My company uses SQL Assistant as the default querying tool and some of the data I pull is in the Hebrew language. SQL Assistant is configured to use the Teradata.net connection with Session Character Set set to ASCII and Session Mode to DEFAULT. With this configuration I have no problems at all retrieving results and seeing hebrew characters and english characters in the appropriate fields.
I've tried switching to a better and more featured SQL editor, installing Teradata Studio and also trying the Teradata plug-in for Eclipse. Unfortunately, with both tools, when I query a table with hebrew data, I receive Latin characters in the fields content. I assume this has to do with JDBC and the way the results are parsed to the client.
I've tried different settings, changing the Charset value from UTF8 to UTF16 and to ASCII. With ASCII, which is the same setting in the SQL Assistant, I receive question marks instead of letters as the results. I also tried different combinations of fonts on the client but to no avail.
Is this a limitation with JDBC? Does this has to do with how our Teradata DB is configured and table columns are defined (I have no control of that as end user...). If so, why do ODBC and Teradata.net connections are able to handle that but not JDBC?

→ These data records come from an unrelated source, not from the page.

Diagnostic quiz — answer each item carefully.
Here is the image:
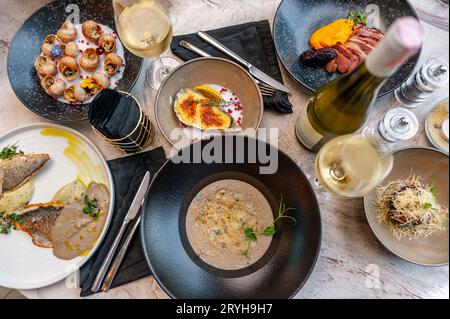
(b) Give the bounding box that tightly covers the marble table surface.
[0,0,449,298]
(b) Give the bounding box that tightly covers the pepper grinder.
[378,108,419,143]
[395,57,449,108]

I would appreciate any help with the subject.
To properly support Hebrew, the data should be stored as CharacterSet UNICODE, and both loads and query tools should specify an appropriate Session Character Set (NOT specify/default to ASCII).

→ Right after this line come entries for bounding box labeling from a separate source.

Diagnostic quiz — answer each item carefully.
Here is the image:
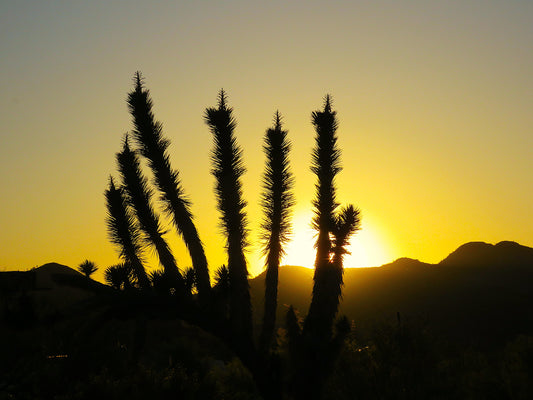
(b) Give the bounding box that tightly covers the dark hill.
[250,242,533,342]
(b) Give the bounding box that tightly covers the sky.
[0,0,533,279]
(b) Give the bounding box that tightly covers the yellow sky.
[0,0,533,282]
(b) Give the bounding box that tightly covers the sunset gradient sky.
[0,0,533,282]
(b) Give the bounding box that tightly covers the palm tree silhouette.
[104,262,135,290]
[105,178,150,289]
[259,112,294,351]
[204,90,253,351]
[78,260,98,280]
[117,136,183,290]
[128,72,211,296]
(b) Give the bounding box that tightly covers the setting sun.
[282,211,392,268]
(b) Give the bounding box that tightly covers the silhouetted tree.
[328,205,361,314]
[128,72,211,296]
[304,95,342,340]
[78,260,98,279]
[294,95,360,400]
[183,268,196,293]
[260,112,294,351]
[117,136,183,290]
[205,90,253,351]
[105,178,150,289]
[104,262,135,290]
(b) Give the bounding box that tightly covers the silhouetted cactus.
[117,136,183,290]
[105,178,150,289]
[128,72,211,296]
[205,90,253,351]
[260,112,294,351]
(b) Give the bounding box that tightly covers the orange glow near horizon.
[282,211,393,268]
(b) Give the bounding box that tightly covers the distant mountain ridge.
[250,241,533,341]
[4,241,533,341]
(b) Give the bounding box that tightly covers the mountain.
[0,263,109,319]
[250,242,533,342]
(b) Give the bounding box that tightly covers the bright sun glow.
[282,213,392,268]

Your description of tool behavior makes me think that the columns are improperly defined with CharacterSet LATIN and the data is being loaded with session character set ASCII - but it's really Windows-1255 or something like that. Pretending other single-byte character sets are Teradata LATIN may appear to work, as long as no one requests a translation. But it's not a good idea in the long run. If this is the case, you can't really fix it as an end user.
It isn't that ODBC or .NET "handle" the situation, exactly. It's that they don't translate the data when session character set is ASCII, and SQL Assistant then leaves it up to the OS to display properly.
Thank you for your very through reply.
Is there a way to 'simulate' that behavior with JDBC? Prevent that translating from taking place? I'm gonna try a few more tables, I hope it's just those I was quering that had misconfigured charsets and not a general trend that our db programmers practice :) Perhaps I'll contact our DBA...
Fred gave a complete, and correct, answer. I don't really have anything to add from a technical point of view.
Character data in Java is stored as Java String objects, and the Teradata JDBC Driver uses String methods to encode characters to bytes before sending them to the Teradata Database, and also to decode bytes into characters after receiving them from the Teradata Database.
The question mark characters that you get are an artifact from the String encode methods when converting non-ASCII characters into bytes. There is no way to obtain the same behavior that you get on Windows with the ODBC Driver or the .NET Data Provider.
The Teradata JDBC Driver does provide a STRICT_ENCODE=ON connection parameter for applications that prefer an exception instead of the question marks. But STRICT_ENCODE=ON will not help you access non-ASCII data via the ASCII session character set.